Cependant, un délai de 6 mois doit être respecté, à moins qu’il ne s’agisse d’un CDD limité à trois mois.
L’interdiction de réembaucher s’applique uniquement pour un CDD de plus de trois mois pour surcroît temporaire d’activité, dans les 6 mois qui suivent le licenciement économique, pour une embauche concernant le poste supprimé ou les postes de qualification équivalente.

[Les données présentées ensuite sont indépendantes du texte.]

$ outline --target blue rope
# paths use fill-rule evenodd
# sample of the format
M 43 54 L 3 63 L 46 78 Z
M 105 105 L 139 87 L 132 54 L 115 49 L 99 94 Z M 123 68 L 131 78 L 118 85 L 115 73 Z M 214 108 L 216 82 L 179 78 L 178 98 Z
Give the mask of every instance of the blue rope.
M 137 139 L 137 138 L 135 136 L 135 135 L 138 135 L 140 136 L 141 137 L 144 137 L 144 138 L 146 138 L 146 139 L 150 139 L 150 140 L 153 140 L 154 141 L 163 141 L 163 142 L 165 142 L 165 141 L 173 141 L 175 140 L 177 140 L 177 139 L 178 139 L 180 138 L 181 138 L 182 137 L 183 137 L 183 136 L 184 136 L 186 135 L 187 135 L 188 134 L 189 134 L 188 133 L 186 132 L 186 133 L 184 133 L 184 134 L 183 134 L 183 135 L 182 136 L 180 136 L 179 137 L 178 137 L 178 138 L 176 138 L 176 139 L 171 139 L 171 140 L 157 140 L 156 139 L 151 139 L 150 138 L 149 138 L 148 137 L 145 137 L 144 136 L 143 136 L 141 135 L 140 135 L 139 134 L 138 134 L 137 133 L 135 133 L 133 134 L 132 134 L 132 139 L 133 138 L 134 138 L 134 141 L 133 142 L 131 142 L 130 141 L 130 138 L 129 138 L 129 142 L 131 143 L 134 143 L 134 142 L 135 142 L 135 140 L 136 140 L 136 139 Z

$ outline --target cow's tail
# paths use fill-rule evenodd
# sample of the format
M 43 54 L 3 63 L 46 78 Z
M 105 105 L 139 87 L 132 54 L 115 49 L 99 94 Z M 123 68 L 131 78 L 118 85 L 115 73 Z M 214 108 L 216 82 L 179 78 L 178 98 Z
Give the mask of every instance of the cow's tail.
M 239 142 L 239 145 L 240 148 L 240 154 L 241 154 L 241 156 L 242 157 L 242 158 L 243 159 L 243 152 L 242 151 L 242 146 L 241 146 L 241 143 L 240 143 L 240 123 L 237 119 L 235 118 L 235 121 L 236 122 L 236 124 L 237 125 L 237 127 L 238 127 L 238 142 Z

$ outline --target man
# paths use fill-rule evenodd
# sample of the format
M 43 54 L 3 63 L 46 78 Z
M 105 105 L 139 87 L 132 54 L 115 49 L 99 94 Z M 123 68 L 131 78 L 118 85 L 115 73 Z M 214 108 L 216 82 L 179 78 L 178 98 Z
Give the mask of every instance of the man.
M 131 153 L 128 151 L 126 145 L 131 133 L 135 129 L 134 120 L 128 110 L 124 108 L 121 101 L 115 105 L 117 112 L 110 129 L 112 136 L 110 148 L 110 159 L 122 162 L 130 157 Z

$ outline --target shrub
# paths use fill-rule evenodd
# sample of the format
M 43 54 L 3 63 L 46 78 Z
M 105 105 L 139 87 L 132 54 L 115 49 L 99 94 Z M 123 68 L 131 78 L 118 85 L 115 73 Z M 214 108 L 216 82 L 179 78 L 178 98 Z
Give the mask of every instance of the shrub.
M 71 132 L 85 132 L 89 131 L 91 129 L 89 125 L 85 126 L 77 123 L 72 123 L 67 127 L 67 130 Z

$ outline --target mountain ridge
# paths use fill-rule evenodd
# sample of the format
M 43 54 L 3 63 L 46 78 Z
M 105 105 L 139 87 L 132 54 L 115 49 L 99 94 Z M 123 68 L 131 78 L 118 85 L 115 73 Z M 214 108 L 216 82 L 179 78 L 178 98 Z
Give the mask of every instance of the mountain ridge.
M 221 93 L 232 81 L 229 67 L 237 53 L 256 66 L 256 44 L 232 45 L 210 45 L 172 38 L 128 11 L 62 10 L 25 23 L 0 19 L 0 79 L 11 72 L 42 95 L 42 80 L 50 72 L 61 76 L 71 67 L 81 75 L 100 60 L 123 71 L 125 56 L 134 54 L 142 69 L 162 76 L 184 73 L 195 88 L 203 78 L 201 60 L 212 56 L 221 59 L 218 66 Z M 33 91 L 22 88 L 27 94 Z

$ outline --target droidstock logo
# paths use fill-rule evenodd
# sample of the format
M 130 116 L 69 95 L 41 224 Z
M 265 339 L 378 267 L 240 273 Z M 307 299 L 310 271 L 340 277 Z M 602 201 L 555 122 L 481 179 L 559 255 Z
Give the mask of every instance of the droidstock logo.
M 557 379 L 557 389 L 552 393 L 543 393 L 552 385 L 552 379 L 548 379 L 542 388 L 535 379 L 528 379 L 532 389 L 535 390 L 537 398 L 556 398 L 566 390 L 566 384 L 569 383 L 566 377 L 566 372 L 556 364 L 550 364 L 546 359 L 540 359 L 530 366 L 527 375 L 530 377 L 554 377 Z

De plus, tout salarié licencié pour motif économique dispose d’une durée d’un an à compter du jour de la fin du préavis exécuté ou non pour faire valoir sa priorité de réembauche.
L’employeur doit proposer au salarié licencié tout emploi devenu disponible, la priorité de réembauche devant également figurer sur la lettre de licenciement.
La condition pour ce salarié est de faire une demande par écrit à son employeur dans l’année suivant la rupture du contrat. L’employeur doit alors informer le salarié licencié de tout emploi devenu disponible, et compatible avec sa qualification, même si ce dernier a retrouvé un emploi.
Seul l’employeur est tenu d’apporter la preuve qu’il a effectivement proposé le ou les postes disponibles au salarié concerné, ou de justifier l’absence de poste disponible dans son entreprise. La présentation du registre unique du personnel peut constituer un mode de preuve efficace lorsqu’un litige se présente.
L’employeur qui n’apporte pas la preuve qu’il a informé le salarié sur les postes disponibles encourt des sanctions correspondant à une indemnité de 2 mois de salaire minimum si le salarié à au moins 2 ans d’ancienneté et que l’entreprise compte au moins 11 salariés, ou des dommages et intérêts pour le préjudice subi, fixés par le juge, si le salarié n’a pas 2 ans d’ancienneté ou l’entreprise compte moins de 11 salariés.